He probably studied for a time at Plato’s Academy in Athens but, by Euclid’s time, Alexandria, under the patronage of the Ptolemies and with its prestigious and comprehensive Library, had already become a worthy rival to the great Academy.
Euclid is often referred to as the “Father of Geometry”, and he wrote perhaps the most important and successful mathematical textbook of all time, the “Stoicheion” or “Elements”, which represents the culmination of the mathematical revolution which had taken place in Greece up to that time. He also wrote works on the division of geometrical figures into into parts in given ratios, on catoptrics (the mathematical theory of mirrors and reflection), and on spherical astronomy (the determination of the location of objects on the “celestial sphere”), as well as important texts on optics and music.

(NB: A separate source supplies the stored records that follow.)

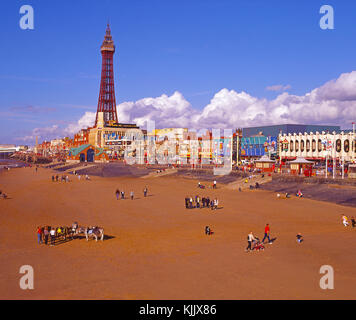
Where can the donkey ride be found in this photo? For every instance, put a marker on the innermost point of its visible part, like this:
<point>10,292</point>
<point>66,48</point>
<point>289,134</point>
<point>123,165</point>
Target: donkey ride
<point>94,232</point>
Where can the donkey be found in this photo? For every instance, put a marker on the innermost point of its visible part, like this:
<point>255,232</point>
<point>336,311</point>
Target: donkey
<point>95,232</point>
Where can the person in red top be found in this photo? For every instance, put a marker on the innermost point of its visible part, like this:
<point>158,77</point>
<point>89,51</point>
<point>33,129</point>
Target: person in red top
<point>267,232</point>
<point>39,235</point>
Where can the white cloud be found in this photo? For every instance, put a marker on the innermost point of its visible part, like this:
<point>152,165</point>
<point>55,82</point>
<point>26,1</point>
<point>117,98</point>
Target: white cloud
<point>332,103</point>
<point>279,87</point>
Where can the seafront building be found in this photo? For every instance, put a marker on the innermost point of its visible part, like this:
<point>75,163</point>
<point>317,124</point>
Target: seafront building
<point>318,146</point>
<point>265,140</point>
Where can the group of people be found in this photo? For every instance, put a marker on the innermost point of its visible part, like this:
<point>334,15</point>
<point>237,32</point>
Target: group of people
<point>3,195</point>
<point>255,244</point>
<point>121,194</point>
<point>86,177</point>
<point>214,186</point>
<point>345,221</point>
<point>62,178</point>
<point>198,202</point>
<point>299,194</point>
<point>44,234</point>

The “Elements” was a lucid and comprehensive compilation and explanation of all the known mathematics of his time, including the work of Pythagoras, Hippocrates, Theudius, Theaetetus and Eudoxus. In all, it contains 465 theorems and proofs, described in a clear, logical and elegant style, and using only a compass and a straight edge. Euclid reworked the mathematical concepts of his predecessors into a consistent whole, later to become known as Euclidean geometry, which is still as valid today as it was 2,300 years ago, even in higher mathematics dealing with higher dimensional spaces. It was only with the work of Bolyai, Lobachevski and Riemann in the first half of the 19th Century that any kind of non-Euclidean geometry was even considered.
The “Elements” remained the definitive textbook on geometry and mathematics for well over two millennia, surviving the eclipse in classical learning in Europe during the Dark Ages through Arabic translations. It set, for all time, the model for mathematical argument, following logical deductions from inital assumptions (which Euclid called “axioms” and “postulates”) in order to establish proven theorems.
Euclid’s five general axioms were:
- Things which are equal to the same thing are equal to each other.
- If equals are added to equals, the wholes (sums) are equal.
- If equals are subtracted from equals, the remainders (differences) are equal.
- Things that coincide with one another are equal to one another.
- The whole is greater than the part.
His five geometrical postulates were:
- It is possible to draw a straight line from any point to any point.
- It is possible to extend a finite straight line continuously in a straight line (i.e. a line segment can be extended past either of its endpoints to form an arbitrarily large line segment).
- It is possible to create a circle with any center and distance (radius).
- All right angles are equal to one another (i.e. “half” of a straight angle).
- If a straight line crossing two straight lines makes the interior angles on the same side less than two right angles, the two straight lines, if produced indefinitely, meet on that side on which the angles are less than the two right angles.